Das zeigte sich am Montag besonders in der intensiven Vorbereitung für die Entladung, bei der jeder Handgriff sitzen muss. Kein Wunder, dass
neben Riedl das gesamte Betreuerteam mit Paula Fletcher, Annette Reindl, Alfred Wiedmann und Michael Strobel an der Aktion beteiligt war. Dazu kommt stets eine gewisse Unabwägbarkeit in Form des Wisents – so auch am Montag. Denn nach der rund 550 Kilometer langen Fahrt, die laut Tierspediteur Rainer Kniele ruhig verlaufen war, wollten die beiden Kühe den Anhänger zunächst nicht verlassen. Erst nach etwas Wartezeit sprangen Nadzieja und Sporona – natürlich getrennt voneinander – in ihre neue Heimat.

„Ich bin zufrieden“, betonte Riedl nach der erfolgreichen Aktion. „Es ging schon schneller, aber auch schon langsamer.“ Mit dabei war diesmal ein Filmteam, das für den SWR einen Beitrag für die Reihe „Junger Dokumentarfilm“ dreht.
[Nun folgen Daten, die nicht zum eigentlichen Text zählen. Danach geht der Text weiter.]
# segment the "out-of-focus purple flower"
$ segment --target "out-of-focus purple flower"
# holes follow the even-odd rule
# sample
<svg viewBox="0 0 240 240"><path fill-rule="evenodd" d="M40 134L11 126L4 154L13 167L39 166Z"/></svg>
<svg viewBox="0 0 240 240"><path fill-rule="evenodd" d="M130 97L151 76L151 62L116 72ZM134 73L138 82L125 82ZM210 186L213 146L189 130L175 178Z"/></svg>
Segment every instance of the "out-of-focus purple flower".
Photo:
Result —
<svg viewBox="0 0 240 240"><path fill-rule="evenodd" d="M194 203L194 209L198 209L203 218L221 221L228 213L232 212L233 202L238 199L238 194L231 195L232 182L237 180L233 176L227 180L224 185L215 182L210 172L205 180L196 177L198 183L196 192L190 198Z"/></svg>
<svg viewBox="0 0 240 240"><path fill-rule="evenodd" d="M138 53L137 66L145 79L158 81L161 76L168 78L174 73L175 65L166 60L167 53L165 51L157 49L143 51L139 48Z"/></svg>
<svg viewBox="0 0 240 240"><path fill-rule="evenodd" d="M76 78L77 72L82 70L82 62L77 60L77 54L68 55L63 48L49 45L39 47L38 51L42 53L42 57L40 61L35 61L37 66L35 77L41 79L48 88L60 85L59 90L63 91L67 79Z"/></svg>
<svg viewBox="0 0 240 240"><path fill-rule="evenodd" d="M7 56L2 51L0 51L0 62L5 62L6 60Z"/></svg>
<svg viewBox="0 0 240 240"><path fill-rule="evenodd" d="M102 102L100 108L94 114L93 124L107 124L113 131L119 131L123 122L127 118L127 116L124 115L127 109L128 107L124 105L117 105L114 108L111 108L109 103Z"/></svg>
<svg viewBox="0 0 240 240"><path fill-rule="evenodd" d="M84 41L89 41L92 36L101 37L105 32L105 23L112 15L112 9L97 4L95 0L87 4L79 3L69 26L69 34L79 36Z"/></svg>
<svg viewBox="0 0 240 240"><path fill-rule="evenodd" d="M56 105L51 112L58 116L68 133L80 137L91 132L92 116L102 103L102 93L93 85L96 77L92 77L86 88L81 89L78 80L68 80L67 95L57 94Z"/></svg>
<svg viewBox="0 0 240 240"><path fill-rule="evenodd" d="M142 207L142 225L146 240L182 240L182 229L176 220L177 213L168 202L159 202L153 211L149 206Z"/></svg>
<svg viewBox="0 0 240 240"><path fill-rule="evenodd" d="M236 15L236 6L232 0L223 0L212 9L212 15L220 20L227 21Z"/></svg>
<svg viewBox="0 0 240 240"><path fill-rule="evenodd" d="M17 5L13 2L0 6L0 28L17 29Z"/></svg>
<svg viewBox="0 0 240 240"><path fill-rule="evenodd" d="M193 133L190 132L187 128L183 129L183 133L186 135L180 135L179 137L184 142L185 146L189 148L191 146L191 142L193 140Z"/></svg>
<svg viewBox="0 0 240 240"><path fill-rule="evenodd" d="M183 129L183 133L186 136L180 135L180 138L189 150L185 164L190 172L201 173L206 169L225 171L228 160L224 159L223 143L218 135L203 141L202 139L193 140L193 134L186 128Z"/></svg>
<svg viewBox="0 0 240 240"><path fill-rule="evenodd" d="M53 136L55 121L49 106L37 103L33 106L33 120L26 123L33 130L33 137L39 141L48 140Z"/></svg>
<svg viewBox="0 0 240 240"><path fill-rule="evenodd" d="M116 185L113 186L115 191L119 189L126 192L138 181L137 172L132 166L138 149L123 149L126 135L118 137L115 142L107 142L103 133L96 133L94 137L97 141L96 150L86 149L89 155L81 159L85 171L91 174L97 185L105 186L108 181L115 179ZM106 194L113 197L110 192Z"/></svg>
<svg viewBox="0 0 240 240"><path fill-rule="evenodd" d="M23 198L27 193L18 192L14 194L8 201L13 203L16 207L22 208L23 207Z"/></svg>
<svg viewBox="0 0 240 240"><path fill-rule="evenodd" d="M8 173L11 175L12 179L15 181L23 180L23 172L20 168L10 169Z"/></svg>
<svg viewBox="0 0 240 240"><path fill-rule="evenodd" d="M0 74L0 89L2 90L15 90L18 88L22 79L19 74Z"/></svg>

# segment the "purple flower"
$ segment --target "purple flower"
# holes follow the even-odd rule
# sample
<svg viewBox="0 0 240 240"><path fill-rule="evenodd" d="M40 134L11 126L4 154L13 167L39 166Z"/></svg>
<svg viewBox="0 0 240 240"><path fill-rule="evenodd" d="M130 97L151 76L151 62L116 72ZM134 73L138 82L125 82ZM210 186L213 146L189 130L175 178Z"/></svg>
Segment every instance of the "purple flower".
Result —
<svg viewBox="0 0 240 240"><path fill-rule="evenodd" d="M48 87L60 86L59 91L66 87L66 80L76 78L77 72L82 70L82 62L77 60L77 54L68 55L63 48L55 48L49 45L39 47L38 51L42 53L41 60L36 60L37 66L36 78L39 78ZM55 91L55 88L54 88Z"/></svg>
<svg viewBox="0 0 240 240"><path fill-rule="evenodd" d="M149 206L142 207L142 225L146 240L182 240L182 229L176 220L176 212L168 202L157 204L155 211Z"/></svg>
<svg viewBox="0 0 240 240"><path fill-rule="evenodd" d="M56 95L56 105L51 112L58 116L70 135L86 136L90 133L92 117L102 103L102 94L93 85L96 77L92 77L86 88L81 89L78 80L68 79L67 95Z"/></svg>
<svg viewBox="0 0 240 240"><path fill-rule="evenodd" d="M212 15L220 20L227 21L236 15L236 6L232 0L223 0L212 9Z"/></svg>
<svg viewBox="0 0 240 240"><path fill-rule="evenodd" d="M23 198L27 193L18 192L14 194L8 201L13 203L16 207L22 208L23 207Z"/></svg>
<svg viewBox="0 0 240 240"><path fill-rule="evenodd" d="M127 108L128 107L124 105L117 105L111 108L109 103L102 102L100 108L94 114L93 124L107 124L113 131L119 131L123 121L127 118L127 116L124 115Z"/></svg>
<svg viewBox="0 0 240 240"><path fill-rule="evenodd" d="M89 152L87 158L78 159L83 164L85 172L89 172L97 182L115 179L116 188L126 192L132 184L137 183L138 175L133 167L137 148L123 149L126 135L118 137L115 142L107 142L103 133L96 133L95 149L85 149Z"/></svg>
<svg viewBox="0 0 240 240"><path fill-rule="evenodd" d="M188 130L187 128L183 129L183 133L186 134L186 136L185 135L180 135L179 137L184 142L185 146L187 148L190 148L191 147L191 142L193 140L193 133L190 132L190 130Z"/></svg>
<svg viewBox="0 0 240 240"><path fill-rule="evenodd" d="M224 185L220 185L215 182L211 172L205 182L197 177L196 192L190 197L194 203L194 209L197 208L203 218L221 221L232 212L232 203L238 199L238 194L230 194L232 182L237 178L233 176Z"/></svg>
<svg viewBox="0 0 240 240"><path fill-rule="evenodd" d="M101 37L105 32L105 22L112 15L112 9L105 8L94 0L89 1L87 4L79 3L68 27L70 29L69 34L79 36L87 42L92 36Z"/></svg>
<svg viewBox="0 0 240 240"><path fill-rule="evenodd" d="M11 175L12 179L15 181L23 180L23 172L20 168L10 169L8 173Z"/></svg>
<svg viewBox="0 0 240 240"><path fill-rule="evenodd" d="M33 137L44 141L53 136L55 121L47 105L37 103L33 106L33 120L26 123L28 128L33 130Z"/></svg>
Die Wisente werden voraussichtlich im kommenden Jahr dort zu sehen sein. Bis dahin wird auch klar sein, ob beide Kühe im Donaumoos bleiben oder nicht. Denn die 310 Kilogramm schwere Sporona ist eigentlich für das neue Gehege bei Neresheim im Ostalbkreis vorgesehen. „Wir sammeln dazu hier eine kleine Herde mit vier bis sechs Tieren“, erklärte Amtstierarzt Riedl. Voraussichtlich im September oder Oktober sollen die Wisente dann umziehen.

Die fünf Jahre alte Kuh Urima hat diesen Schritt bereits hinter sich, sie ist am vergangenen Freitag nach Olderdissen gekommen. Dort gibt es Riedl zufolge einen Stier, dessen Gene perfekt zu Urima passen. Im Gegenzug hofft das Team im Donaumoos auf ein interessantes Kalb aus dieser Verbindung.